А он сидит в мезонине и перечитывает старое письмо, полученное чуть ли не три месяца тому назад. Письмо писано изящным женским почерком, но с теми ошибками против русской грамматики и слога, которые непременно сделает светская женщина, привыкшая излагать свои мысли по-французски. Если же всмотреться в неустановившийся почерк, то можно безошибочно заключить, что вышло письмо из рук очень молодой, может быть, даже совсем юной особы.
Что же может писать светская барышня писателю, вовсе неискусному в изображении героев и героинь большого света?
А Гоголь помнит наизусть каждое слово. Перед ним оживают те далекие годы, когда вошел он, безвестный домашний учитель, в петербургский дом генерала Балабина. Его ученица Машенька Балабина, прежде чем взяться за грифельную доску, приседала в глубоком реверансе.
Как полон был тогда домашний учитель смутных замыслов и тайных надежд! Однако северная столица сурово встретила пришельца. Как страшно было одиночество! Зато радушный дом Балабиных Гоголь всегда будет называть единственным в мире по доброте.
Встречи с Балабиными возобновились за границей. В то время Машеньку уже величали Марьей Петровной. В жизни ее бывшего домашнего учителя тоже кое-что произошло.
Однажды в Риме Гоголь сам вызвался прочитать у Балабиных «Ревизора». С каким неподдельным восторгом слушала Марья Петровна! Как тщетны были ее попытки удержаться от смеха. Счастливое, беспечное создание!

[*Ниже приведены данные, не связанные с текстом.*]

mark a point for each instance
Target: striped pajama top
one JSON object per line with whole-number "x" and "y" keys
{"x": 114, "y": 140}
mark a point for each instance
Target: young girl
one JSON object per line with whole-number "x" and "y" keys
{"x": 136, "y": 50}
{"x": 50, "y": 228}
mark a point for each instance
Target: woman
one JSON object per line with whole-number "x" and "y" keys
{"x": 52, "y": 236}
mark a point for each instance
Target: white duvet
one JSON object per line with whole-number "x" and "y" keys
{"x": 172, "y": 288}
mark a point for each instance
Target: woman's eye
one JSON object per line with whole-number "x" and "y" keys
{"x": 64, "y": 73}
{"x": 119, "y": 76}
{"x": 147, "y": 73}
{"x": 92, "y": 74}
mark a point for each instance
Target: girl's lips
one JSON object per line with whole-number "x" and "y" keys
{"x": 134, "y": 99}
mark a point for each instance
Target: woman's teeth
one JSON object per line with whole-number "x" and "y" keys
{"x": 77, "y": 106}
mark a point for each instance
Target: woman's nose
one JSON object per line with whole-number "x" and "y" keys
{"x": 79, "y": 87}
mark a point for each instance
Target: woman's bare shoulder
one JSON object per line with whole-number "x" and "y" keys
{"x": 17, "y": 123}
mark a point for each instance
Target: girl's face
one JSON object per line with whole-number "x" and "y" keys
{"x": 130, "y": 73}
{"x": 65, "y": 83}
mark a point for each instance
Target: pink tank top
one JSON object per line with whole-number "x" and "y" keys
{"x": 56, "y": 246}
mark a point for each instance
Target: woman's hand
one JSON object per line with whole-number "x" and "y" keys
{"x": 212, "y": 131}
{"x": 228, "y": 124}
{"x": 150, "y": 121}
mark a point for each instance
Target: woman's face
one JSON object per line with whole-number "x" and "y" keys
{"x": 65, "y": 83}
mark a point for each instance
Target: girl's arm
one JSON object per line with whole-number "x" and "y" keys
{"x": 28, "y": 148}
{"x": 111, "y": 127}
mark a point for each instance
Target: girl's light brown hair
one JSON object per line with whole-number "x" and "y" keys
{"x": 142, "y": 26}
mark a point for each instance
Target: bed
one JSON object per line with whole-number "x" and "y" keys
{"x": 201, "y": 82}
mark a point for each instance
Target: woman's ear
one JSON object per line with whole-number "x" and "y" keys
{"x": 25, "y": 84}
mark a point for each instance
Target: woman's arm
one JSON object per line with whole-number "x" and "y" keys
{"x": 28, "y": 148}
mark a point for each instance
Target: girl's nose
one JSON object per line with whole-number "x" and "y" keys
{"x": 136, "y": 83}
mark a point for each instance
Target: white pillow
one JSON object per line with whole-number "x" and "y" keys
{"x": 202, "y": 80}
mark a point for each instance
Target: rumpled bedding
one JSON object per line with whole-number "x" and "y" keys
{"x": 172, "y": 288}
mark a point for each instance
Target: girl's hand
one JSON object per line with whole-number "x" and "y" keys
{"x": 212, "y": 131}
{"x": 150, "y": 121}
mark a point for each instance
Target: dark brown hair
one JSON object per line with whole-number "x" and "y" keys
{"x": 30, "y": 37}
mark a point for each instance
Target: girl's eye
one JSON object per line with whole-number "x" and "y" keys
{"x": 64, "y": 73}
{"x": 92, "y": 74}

Но что-то недоброе случилось с Марьей Петровной после того, как Балабины вернулись из Италии в Петербург. Пусть бы просто тосковала она по роскошному югу, пусть бы родное небо показалось ей старой подкладкой от серой военной шинели. Не это поразило Гоголя. Марья Петровна писала бывшему учителю:
«Нервы так расстроились у меня, что я перехожу от самой сильной печали до бешеной радости. Это, я думаю, еще больше ослабляет те же самые нервы. Итак, нервы делают зло моей душе, а потом душа делает зло моим нервам, – и я почти сумасшедшая».
Может быть, давно забыла о посланном в Москву письме Марья Петровна, развеяв девичьи горести на балах. Гоголь ничего не забыл. Неужто эта бесхитростная душа открыла ему, даже не подозревая, тайну его собственных душевных страданий?
Очень долго не отвечал Гоголь Машеньке Балабиной, боясь коснуться сокровенного.